36 — olmOCR-2 Fine-Tuning
Fine-tune the 7B olmOCR-2 model for complex document understanding. Tables, forms, and multi-column layouts.
37 — OCR Evaluation Pipeline
Complete evaluation pipeline: load a fine-tuned model, run batch transcription, compute CER/WER/exact match, and compare against baseline.
Best practices
Set temperature=0.0 for transcription and evaluation. Non-zero temperature introduces randomness that reduces OCR accuracy. Only use non-zero temperature during GRPO training where diversity is needed for advantage estimation.
Default max_length=4096 is sufficient for most single-page documents. For multi-page or dense documents, increase to 8192 or higher. Monitor for truncation in your evaluation metrics.
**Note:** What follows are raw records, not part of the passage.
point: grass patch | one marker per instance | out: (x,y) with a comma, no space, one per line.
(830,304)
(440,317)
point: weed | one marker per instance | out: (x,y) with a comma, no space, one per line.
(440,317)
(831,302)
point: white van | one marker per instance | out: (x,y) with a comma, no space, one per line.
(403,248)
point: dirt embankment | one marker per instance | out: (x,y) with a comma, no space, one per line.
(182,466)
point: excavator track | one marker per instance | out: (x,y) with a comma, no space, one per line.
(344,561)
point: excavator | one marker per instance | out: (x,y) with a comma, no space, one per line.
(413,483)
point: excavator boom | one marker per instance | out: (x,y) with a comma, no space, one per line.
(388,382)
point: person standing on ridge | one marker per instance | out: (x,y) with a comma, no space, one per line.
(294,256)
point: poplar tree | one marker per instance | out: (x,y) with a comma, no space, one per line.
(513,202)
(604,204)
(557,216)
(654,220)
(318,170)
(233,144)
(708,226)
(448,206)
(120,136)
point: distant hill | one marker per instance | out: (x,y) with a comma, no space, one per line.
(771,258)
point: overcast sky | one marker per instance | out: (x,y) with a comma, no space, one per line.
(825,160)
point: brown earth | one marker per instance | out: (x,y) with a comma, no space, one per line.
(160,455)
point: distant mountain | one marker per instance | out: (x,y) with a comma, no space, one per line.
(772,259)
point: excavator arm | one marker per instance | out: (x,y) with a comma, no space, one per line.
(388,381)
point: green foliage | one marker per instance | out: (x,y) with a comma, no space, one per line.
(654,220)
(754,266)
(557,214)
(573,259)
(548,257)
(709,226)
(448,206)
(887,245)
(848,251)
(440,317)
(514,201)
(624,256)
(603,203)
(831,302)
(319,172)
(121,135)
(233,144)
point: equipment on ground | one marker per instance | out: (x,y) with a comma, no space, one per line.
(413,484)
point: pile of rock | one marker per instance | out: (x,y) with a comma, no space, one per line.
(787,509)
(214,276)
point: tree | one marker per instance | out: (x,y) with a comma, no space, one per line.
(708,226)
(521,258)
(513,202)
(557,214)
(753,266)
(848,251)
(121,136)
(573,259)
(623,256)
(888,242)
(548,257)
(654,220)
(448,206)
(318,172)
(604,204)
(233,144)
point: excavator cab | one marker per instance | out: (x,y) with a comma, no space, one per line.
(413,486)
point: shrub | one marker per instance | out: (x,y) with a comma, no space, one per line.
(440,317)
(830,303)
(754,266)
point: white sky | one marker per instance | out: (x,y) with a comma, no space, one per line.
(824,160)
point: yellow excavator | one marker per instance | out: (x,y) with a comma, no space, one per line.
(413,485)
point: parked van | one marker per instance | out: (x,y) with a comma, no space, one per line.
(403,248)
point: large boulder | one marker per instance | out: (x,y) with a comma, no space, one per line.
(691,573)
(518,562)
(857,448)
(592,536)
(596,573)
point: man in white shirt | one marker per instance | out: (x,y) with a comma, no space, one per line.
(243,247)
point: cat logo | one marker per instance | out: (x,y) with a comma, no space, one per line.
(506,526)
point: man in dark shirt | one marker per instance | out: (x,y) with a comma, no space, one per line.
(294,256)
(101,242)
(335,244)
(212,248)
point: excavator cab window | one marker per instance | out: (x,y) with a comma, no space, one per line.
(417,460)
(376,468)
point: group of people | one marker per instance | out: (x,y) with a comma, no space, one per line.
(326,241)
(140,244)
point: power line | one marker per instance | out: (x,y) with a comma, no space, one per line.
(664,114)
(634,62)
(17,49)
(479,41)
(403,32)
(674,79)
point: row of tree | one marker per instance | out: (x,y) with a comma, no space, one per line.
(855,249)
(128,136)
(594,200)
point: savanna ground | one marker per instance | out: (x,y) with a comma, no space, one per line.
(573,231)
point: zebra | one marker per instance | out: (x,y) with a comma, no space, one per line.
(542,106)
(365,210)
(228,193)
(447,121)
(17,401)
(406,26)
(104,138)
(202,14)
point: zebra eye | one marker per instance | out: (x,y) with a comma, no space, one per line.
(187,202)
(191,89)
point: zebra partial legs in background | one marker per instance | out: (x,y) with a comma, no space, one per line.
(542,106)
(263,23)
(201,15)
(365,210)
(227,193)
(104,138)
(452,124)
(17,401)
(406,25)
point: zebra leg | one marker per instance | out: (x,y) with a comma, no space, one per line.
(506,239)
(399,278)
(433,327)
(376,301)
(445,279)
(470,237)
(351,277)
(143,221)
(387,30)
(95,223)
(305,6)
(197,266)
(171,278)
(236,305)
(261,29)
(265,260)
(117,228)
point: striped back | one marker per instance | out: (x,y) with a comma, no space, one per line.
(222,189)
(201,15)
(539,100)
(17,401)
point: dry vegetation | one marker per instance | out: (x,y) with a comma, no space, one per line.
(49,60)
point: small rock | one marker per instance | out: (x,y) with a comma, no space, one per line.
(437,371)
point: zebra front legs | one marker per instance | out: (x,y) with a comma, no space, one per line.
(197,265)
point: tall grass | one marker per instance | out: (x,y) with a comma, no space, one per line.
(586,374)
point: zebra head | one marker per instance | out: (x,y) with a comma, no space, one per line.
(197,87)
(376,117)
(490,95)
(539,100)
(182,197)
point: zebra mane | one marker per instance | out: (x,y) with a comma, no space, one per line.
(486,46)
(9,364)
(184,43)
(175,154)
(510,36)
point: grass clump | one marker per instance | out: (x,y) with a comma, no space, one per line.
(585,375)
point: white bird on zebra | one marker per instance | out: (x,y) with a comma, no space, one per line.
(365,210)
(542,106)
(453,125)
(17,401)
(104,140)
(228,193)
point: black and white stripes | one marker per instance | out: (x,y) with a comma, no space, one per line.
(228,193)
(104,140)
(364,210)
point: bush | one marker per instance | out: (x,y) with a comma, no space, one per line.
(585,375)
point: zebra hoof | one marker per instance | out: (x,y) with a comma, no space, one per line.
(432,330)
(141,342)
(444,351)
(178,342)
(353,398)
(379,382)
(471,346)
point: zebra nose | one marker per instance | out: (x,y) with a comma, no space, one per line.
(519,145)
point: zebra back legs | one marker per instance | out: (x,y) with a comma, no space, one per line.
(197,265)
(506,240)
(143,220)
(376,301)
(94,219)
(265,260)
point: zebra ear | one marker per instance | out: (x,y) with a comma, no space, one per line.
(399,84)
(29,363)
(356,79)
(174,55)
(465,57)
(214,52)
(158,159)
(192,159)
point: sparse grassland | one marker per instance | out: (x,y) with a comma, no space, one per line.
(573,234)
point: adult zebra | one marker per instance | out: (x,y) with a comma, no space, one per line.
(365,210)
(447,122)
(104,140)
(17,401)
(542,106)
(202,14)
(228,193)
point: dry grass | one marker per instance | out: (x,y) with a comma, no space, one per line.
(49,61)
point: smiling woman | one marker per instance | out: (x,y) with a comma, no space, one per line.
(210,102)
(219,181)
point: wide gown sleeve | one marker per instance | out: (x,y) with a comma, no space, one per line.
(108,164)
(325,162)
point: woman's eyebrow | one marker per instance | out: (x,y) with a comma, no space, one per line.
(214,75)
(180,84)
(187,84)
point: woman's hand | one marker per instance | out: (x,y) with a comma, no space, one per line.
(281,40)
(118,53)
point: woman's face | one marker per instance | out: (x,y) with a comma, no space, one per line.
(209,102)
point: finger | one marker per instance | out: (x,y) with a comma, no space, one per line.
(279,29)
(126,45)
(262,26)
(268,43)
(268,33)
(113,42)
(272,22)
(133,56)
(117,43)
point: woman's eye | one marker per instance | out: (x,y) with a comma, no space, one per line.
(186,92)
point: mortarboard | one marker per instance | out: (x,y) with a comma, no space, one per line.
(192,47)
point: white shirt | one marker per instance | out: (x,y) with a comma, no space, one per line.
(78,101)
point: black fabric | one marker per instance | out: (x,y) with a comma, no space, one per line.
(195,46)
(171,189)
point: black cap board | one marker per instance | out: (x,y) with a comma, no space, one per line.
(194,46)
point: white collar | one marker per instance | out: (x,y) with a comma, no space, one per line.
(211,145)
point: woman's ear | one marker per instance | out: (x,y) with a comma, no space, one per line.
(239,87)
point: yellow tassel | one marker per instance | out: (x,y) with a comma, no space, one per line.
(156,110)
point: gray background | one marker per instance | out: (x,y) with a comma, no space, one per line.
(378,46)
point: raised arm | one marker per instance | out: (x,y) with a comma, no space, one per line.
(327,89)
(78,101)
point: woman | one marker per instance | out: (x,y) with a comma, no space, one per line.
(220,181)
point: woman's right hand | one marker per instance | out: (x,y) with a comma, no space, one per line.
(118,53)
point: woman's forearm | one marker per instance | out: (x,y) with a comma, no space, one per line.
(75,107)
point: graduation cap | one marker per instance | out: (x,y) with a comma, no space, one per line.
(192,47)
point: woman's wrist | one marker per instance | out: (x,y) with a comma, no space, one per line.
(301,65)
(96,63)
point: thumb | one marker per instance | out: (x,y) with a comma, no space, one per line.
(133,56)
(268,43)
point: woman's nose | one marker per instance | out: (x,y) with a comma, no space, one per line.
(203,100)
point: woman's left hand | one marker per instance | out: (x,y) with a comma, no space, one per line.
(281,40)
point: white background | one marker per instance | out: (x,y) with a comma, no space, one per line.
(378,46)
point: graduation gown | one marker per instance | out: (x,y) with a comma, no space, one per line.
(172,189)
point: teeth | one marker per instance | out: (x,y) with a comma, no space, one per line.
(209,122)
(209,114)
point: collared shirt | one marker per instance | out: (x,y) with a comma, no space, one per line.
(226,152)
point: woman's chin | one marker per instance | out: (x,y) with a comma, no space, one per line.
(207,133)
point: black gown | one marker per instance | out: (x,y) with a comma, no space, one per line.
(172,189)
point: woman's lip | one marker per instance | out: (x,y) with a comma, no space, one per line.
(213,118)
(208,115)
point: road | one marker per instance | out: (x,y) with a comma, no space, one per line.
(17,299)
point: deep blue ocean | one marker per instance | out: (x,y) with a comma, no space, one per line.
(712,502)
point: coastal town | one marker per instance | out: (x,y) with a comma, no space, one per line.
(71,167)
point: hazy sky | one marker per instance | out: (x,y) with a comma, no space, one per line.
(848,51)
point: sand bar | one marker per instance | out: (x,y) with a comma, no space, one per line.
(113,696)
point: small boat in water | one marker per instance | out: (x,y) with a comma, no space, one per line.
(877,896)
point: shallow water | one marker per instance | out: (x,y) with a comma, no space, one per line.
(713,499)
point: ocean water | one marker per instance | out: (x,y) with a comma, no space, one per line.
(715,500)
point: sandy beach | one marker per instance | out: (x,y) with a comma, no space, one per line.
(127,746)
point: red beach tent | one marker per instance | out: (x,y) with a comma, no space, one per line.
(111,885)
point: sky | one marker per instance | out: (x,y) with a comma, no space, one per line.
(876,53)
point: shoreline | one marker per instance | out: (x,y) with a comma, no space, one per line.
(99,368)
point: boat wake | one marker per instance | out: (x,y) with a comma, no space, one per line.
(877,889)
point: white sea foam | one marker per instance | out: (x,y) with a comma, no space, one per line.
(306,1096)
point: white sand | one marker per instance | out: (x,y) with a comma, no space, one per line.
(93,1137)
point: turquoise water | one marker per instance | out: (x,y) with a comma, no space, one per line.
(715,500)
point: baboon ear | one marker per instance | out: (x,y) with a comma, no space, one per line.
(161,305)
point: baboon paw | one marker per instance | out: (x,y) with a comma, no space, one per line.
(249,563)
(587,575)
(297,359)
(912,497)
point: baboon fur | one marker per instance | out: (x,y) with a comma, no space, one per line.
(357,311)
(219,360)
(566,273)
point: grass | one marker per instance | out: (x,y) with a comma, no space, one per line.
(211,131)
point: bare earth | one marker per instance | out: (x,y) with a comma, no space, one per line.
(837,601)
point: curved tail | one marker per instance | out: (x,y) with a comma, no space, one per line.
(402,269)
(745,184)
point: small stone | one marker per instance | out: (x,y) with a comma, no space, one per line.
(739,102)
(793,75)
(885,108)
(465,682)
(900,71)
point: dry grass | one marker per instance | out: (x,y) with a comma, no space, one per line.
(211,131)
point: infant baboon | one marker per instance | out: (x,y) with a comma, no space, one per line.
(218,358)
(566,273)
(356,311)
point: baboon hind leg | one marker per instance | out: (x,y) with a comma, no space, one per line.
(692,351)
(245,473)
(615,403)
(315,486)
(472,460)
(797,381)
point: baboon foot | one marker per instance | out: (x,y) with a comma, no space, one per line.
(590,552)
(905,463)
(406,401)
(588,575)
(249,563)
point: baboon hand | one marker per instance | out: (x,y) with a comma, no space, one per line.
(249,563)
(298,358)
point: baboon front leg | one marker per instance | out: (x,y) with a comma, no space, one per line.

Dedicated OCR models (DeepSeek-OCR, GLM-OCR) are smaller and faster but focused on text extraction. General VLMs (Qwen3.5, Qwen2.5-VL) are larger but can handle complex tasks like table understanding, form field extraction, and document reasoning. Choose based on your task complexity.
OCR models work best with clean, well-lit images. For degraded scans, consider preprocessing with contrast enhancement or deskewing before training and inference. The processor handles resizing automatically.
Dedicated OCR models (0.9B–1B) run comfortably on 8 GB unified memory. The 7B olmOCR-2 in 4-bit quantization needs 16 GB+. General VLMs follow the same memory guidelines as the VLM track.
Like VLM training, OCR training is forced to batch_size=1 since each document image produces a different number of vision tokens. Use gradient_accumulation_steps to simulate larger effective batch sizes.